The following story from the 9/10/09 N.Y. Times tells how a large national bank, operating in many States, was directly involved with lending money to real-estate developers.
I guess this is, at the root, illegal if the lending bank has a financial interest in the building ventures. That would probably be in violation of its charter -- but it would be a terrific temptation for every bank to focus on what they perceive as good investment areas. How could any aggressive businessman fail to see this as a wonderful opportunity to use essentially free money?
If the bank and the builders -- or real estate company are linked -- the money that the bank can create is essentially free money that can generate an infinite % return on investment -- because the money is essentially free to the bank in accordance with its apparently Constitutional right to create money. That right flows from (A) specific words in the Constitution that gives the right to "Coin money, regulate the Value thereof" (Ed. note - The Constitution, Article 1, Section 8 only grants this power to Congress) through (B) The Federal Reserve act of 1913 that basically subcontracts that right to create money to the Federal Reserve System which are in interlocking group of privately owned banks and (C) the right of any bank within the Federal Reserve System (that is almost all banks) to create money through loans.

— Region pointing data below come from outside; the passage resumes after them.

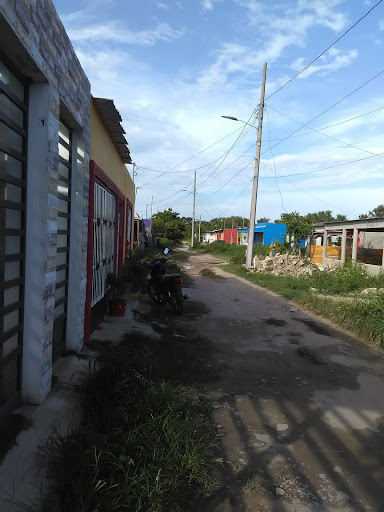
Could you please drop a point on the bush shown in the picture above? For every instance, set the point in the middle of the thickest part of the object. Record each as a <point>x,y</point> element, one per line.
<point>165,242</point>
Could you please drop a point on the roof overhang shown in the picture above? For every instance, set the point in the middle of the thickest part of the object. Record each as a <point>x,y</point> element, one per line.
<point>111,119</point>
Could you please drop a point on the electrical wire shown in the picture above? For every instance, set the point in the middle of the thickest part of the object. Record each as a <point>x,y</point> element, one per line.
<point>324,127</point>
<point>322,53</point>
<point>328,109</point>
<point>311,195</point>
<point>324,168</point>
<point>238,197</point>
<point>324,134</point>
<point>274,163</point>
<point>224,156</point>
<point>190,158</point>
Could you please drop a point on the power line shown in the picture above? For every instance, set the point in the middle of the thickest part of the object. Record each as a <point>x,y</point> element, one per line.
<point>322,53</point>
<point>324,134</point>
<point>240,136</point>
<point>323,168</point>
<point>238,197</point>
<point>324,127</point>
<point>311,195</point>
<point>274,163</point>
<point>190,158</point>
<point>329,108</point>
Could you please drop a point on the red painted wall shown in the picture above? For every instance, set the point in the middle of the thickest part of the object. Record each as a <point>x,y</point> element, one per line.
<point>96,174</point>
<point>227,235</point>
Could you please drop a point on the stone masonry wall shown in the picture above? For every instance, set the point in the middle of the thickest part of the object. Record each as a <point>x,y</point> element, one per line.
<point>39,29</point>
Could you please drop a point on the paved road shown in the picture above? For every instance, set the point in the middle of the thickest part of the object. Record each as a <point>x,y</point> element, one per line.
<point>300,405</point>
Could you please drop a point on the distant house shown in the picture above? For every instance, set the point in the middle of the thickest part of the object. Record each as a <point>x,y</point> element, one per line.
<point>211,236</point>
<point>362,240</point>
<point>266,233</point>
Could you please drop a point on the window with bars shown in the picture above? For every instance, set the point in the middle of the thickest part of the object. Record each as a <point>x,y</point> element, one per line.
<point>13,108</point>
<point>63,240</point>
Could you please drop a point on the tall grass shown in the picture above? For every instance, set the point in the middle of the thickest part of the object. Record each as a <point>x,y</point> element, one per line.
<point>336,296</point>
<point>143,447</point>
<point>233,253</point>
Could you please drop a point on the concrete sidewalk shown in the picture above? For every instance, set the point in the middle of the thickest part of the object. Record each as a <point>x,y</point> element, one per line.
<point>31,425</point>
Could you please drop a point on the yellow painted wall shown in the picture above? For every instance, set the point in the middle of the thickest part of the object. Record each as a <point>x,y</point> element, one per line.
<point>106,156</point>
<point>333,252</point>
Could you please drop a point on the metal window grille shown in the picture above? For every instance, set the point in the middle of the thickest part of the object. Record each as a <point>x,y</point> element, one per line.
<point>63,240</point>
<point>13,136</point>
<point>103,241</point>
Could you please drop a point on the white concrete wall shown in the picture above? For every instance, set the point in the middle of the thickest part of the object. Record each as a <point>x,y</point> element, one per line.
<point>33,38</point>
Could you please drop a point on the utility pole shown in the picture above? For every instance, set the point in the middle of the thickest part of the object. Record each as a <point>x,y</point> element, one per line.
<point>251,235</point>
<point>193,213</point>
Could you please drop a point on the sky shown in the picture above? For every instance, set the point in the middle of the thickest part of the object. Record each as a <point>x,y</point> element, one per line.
<point>174,67</point>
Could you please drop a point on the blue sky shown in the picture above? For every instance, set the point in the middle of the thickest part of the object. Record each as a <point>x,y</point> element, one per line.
<point>173,67</point>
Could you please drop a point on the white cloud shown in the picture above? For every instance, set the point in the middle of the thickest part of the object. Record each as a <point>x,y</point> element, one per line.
<point>333,60</point>
<point>114,31</point>
<point>206,5</point>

If the bank and the venture are not linked through ownership in any way, and the bank is giving legal advice to the venture, as they are generally allowed to if there is no ownership linkage or preferential treatment , that is essentially outlawed by the prohibition of a lawyer lending money to a client --- thus (1) ending an arm's-length relationship that is probably required by bank regulations between a bank and it's borrower-clients and/or (2) establishing the possibility of an adversarial relationship between the lawyer and the client should the project and/or the loan get into trouble.
In any event -- a close relationship between a bank and a client -borrower should be very suspect.

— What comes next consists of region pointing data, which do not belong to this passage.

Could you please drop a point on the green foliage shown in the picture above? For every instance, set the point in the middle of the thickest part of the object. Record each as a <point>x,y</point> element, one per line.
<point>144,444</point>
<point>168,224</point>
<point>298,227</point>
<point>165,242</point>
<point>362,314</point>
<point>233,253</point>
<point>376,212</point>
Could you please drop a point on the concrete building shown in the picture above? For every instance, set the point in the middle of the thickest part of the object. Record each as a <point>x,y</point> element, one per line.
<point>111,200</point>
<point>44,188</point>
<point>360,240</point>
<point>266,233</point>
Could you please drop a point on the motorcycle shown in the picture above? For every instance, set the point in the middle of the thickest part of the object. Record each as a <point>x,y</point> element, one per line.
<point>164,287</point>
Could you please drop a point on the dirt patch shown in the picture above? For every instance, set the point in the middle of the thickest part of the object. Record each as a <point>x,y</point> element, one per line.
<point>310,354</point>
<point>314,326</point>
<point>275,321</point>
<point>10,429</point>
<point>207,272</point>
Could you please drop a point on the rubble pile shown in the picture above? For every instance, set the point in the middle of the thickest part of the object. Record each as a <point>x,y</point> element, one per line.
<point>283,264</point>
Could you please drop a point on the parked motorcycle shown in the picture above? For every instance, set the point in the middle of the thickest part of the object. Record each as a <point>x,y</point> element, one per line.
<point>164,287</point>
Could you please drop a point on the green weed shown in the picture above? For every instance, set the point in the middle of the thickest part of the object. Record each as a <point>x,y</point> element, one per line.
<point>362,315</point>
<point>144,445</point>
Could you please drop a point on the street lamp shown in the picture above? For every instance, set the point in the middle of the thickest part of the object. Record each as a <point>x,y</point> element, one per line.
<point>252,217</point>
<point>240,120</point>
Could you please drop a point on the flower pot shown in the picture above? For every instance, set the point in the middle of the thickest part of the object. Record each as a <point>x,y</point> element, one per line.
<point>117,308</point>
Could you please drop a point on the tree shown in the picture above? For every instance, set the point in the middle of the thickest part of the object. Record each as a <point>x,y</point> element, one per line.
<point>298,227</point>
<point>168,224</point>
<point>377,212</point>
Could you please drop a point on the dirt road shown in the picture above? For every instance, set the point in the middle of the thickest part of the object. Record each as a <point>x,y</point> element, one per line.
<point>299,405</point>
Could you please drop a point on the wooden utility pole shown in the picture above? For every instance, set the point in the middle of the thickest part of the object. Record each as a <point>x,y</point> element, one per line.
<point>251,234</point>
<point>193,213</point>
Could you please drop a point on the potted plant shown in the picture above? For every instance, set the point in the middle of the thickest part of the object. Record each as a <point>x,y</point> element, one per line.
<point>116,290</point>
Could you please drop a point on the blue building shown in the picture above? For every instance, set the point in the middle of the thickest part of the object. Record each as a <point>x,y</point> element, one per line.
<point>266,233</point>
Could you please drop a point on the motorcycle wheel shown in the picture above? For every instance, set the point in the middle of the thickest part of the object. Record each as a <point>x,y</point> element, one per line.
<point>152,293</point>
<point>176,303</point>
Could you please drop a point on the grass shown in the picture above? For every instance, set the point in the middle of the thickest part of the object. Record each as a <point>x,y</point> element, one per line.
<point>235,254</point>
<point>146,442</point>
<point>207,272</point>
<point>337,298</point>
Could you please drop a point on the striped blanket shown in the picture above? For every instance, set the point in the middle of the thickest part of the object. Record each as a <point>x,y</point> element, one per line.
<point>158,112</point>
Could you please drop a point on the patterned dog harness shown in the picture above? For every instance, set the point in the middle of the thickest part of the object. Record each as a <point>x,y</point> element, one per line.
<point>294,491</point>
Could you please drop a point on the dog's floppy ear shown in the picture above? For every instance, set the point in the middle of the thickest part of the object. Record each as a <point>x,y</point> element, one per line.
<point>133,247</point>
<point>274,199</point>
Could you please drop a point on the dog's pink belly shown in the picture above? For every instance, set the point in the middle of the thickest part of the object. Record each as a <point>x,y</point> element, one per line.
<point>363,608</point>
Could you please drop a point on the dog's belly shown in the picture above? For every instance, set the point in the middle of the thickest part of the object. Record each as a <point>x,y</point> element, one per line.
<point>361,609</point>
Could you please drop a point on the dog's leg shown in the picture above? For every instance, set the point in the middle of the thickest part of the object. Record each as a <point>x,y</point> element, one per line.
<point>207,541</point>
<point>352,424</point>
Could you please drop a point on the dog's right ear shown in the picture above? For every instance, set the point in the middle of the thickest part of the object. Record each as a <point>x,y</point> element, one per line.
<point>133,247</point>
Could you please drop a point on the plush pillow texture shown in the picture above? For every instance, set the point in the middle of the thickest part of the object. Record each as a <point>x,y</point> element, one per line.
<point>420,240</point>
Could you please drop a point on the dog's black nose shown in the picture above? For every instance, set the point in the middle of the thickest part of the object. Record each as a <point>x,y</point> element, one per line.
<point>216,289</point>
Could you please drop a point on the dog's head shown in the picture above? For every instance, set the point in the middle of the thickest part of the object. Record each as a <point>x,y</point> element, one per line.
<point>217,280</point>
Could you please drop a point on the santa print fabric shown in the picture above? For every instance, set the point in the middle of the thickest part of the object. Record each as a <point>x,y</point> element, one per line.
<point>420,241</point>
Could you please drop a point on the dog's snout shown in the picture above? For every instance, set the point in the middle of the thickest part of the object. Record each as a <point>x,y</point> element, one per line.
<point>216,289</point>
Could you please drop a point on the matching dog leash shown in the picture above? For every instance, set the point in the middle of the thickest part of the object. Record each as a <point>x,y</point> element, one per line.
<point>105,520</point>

September 10, 2009 Market Place In Florida, Vestiges of the Boom By ERIC DASH / Copyright 2009 The New York Times Company
On the corner of Flamingo Road and Pink Flamingo Lane, beyond the putting green, the crystalline lagoon and the Sawgrass Mills mall, a soaring monument to the great condominium bust bakes under the Florida sun. The Tao Sawgrass, as the twin-towered complex is known, was built on the western fringes of Fort Lauderdale with easy money from the now tottering condo king of American finance: Corus Bancshares of Chicago.